Archeological Site in Peru

Yaynu (Hispanicized spellings Yaino, Yayno) is an archaeological site in Peru. It lies in the Ancash Region, Pomabamba Province, Huayllan District. It is a hilltop settlement that is considered the most important evidence of the so-called Recuay culture in the Ancash Region. The site was declared a National Cultural Heritage by Resolución Directoral Nacional No. 682-INC-2004 on June 17, 2004.

The stone constructions of Yaynu are situated about 17 km south of Pomabamba at a height of more than 4000 m, on the northern slope of Pañahirka (Pañajirca).

Yaynu is the largest known Recuay site and is best described as a fortified hilltop town. The area of the town is about 25 ha at its core. When counting associated defenses, corrals and terracing, the area is over 105 ha.
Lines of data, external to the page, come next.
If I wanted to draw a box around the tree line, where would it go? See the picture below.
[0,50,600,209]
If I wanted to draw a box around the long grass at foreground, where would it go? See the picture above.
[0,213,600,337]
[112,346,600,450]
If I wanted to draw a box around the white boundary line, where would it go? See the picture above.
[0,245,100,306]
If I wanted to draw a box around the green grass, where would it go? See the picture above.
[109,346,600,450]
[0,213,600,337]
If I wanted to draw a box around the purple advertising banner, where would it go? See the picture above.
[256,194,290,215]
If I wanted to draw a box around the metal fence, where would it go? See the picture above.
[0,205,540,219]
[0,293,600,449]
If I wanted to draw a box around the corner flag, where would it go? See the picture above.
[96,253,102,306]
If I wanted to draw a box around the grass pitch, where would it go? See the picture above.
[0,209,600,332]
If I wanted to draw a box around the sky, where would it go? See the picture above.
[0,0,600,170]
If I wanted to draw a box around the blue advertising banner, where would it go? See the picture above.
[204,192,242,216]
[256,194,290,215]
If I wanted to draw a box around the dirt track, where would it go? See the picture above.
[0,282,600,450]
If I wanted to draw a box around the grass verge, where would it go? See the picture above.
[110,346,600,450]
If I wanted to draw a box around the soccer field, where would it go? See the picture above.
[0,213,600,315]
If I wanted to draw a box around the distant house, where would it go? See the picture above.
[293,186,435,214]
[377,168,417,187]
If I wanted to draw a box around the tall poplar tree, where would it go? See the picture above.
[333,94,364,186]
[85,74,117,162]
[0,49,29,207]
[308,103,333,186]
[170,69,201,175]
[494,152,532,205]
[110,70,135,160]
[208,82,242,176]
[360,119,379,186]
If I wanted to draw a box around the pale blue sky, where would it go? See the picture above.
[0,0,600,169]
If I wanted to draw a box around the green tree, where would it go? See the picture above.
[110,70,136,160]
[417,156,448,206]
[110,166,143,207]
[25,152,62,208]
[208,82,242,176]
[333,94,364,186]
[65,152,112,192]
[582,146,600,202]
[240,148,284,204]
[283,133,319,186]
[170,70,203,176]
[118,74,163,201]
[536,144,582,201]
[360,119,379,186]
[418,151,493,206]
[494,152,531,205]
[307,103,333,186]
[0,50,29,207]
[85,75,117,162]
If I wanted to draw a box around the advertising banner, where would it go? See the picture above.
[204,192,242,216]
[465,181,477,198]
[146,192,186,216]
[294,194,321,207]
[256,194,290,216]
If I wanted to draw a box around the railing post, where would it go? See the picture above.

The central sector is bounded by perimeter walls and long trenches. The buildings are of stone and densely built up.

== History ==
Survey, mapping and sampling excavations show that its primary occupation dates to cal. AD 400–800, by groups of the Recuay tradition. At the centre of a network articulating small nearby farming villages, Yaynu features an impressive series of natural and built defensive strategies. These worked in concert to protect the community from outsiders and keep internal groups physically segregated.

The fortifications are discussed in relation to local political organization and a martial aesthetic in northern Peru during the period. Recuay elite identity and monumentalism arose out of local corporate traditions of hilltop dwelling and defence.